Der Testfall war nicht schwer, er hätte den Beratern keine Probleme bereiten dürfen. Doch viele Bank­berater patzten gleich mehr­fach. So empfahl ein Mitarbeiter der Sparda West eine Kreditsumme, die fast 33.000 Euro höher war als der Kreditbedarf des Kunden. Die monatliche Kreditrate war zu hoch und die Kredit­kombination passte nicht zusammen.

Die Bilanz der insgesamt 143 Test­gespräche in jeweils sechs bis sieben Filialen von Banken und Kredit­vermitt­lern ist ernüchternd. Die meisten Banken kamen über ein Befriedigend oder Ausreichend nicht hinaus. Zwei Banken erhielten sogar ein Mangelhaft. Nur fünf Baufinanzierer über­zeugten mit durch­dachten Finanzierungs­konzepten, nied­rigen Zinsen und meist übersicht­lichen Kredit­informationen.

Wer einen Baukredit braucht, kann sich gut vorbereiten und Schwächen bei der Bank­beratung ausgleichen. Finanztest zeigt, was Bauherren und Immobilienkäufer selbst dafür tun können, um eine passende Finanzierung zu bekommen.

Der ausführ­liche Test erscheint in der März-Ausgabe der Zeitschrift Finanztest (seit 15.02.2017 am Kiosk) und ist bereits unter www.test.de/baufi-beratung abruf­bar.


Drei Fragen an Renate Daum, Finanztest-Redak­teurin:

Wie gut ist die Bank­beratung für die Baufinanzierung?
Leider erlebten unsere Tester über die Jahre einige mangelhafte Beratungen.
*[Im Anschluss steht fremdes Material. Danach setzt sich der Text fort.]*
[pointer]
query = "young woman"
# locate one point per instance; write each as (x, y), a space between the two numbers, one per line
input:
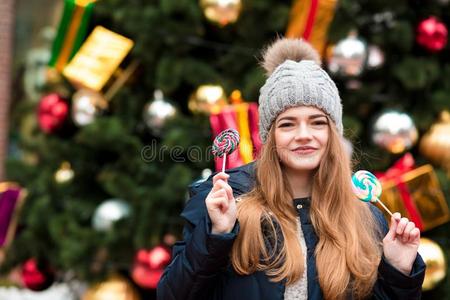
(288, 226)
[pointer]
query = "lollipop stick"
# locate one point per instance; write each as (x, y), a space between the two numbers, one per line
(384, 206)
(224, 160)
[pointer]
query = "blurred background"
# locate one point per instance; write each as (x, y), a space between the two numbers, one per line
(108, 110)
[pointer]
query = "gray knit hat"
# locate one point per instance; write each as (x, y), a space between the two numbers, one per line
(295, 78)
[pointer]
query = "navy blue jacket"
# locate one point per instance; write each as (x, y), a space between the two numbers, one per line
(201, 268)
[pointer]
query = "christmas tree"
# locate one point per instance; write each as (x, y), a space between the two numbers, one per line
(389, 59)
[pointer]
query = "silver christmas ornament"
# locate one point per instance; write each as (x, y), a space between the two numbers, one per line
(157, 112)
(348, 57)
(394, 131)
(109, 212)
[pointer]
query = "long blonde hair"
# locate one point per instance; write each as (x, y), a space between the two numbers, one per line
(348, 249)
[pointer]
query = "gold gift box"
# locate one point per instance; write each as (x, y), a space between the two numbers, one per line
(425, 192)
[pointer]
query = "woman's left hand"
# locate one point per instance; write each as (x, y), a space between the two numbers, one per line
(401, 243)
Das wird dann schnell sehr teuer für den Kreditnehmer. Schon allein, wenn die Finanzierung nicht passt, zieht das leicht Mehr­kosten in fünf­stel­liger Höhe nach sich.

Was können Immobilienkäufer tun?
Einiges. Das gilt vor, während und nach einem Beratungs­termin. Wer gut vorbereitet ist, hat zudem gute Chancen, schnell eine verbindliche Kredit­zusage zu bekommen und schafft es damit vielleicht Mitbewerber um eine begehrte Immobilie auszustechen.

Wie bereitet man sich am besten vor?
Gleich nach dem Entschluss zum Immobilienkauf sollte man über die Finanzierung nach­denken und ausrechnen, wie hoch Kredit und Kauf­preis ausfallen dürfen. Nutzen kann man dafür unsere Anleitung oder unseren Internetrechner (www.test.de/rechner-baufinanzierung).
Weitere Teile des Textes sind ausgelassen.